Jennifer Rolle: Aber das ist genau das, man auch merkt. Also wenn man deine Bücher liest, die sind unglaublich rund, in sich, komplett stimmig und schlüssig. Es gibt keine Logikbrüche oder wie man das in der Fachsprache so nennt, so Plotholes. Und es ist keine Szene zu viel und keine Szene zu wenig. Und ich habe mich gefragt, wie das gelingt, weil...

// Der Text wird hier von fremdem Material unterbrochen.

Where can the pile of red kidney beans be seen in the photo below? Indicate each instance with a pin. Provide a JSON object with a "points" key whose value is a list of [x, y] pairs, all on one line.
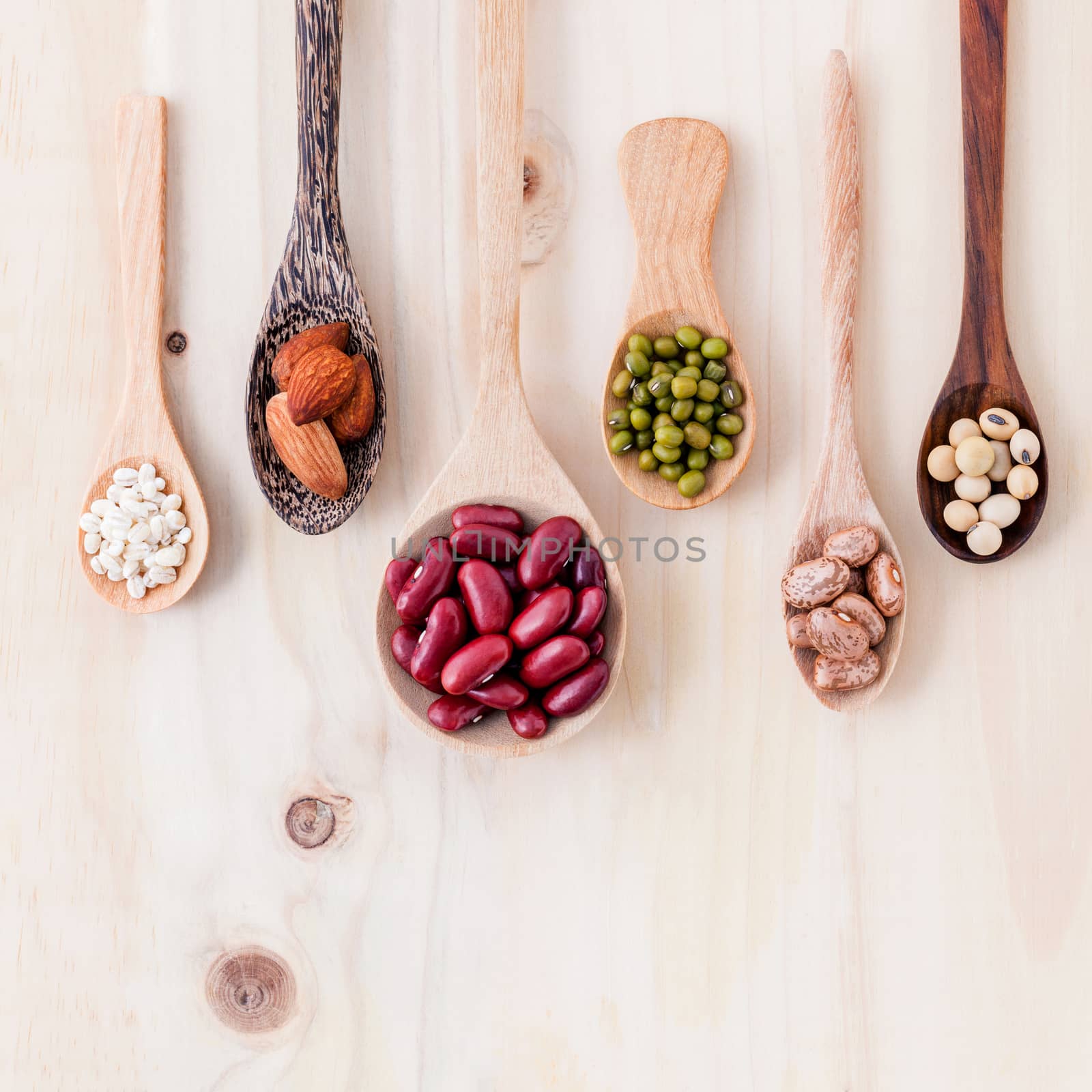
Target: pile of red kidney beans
{"points": [[495, 618]]}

Sally Dark: Nope. Danke. Ja. Freut mich.

Jennifer Rolle: Ich habe zwar eingangs einfach behauptet, deine Bücher sind besser geplottet als die von, oder mindestens genauso gut wie die von Penelope Douglas, aber du hast jetzt auch immer mal wieder den Begriff Plotten benutzt, aber es erschien mir doch auch sehr intuitiv geprägt zu sein, dein Schreiben. Also wie machst du das? Also wenn offensichtlich ja beim Schreiben noch so viel im Kopf passiert und sich noch so viel weiterentwickelt, das ist ja hoch anstrengend. Dann muss man ja manchmal noch mal wieder was anpassen, was man vorne schon geschrieben hat.

Sally Dark: Ohohohoho Ja.

Jennifer Rolle: Wie kriegst du das hin, dass da am Ende trotzdem alles zusammenpasst und stimmig ist?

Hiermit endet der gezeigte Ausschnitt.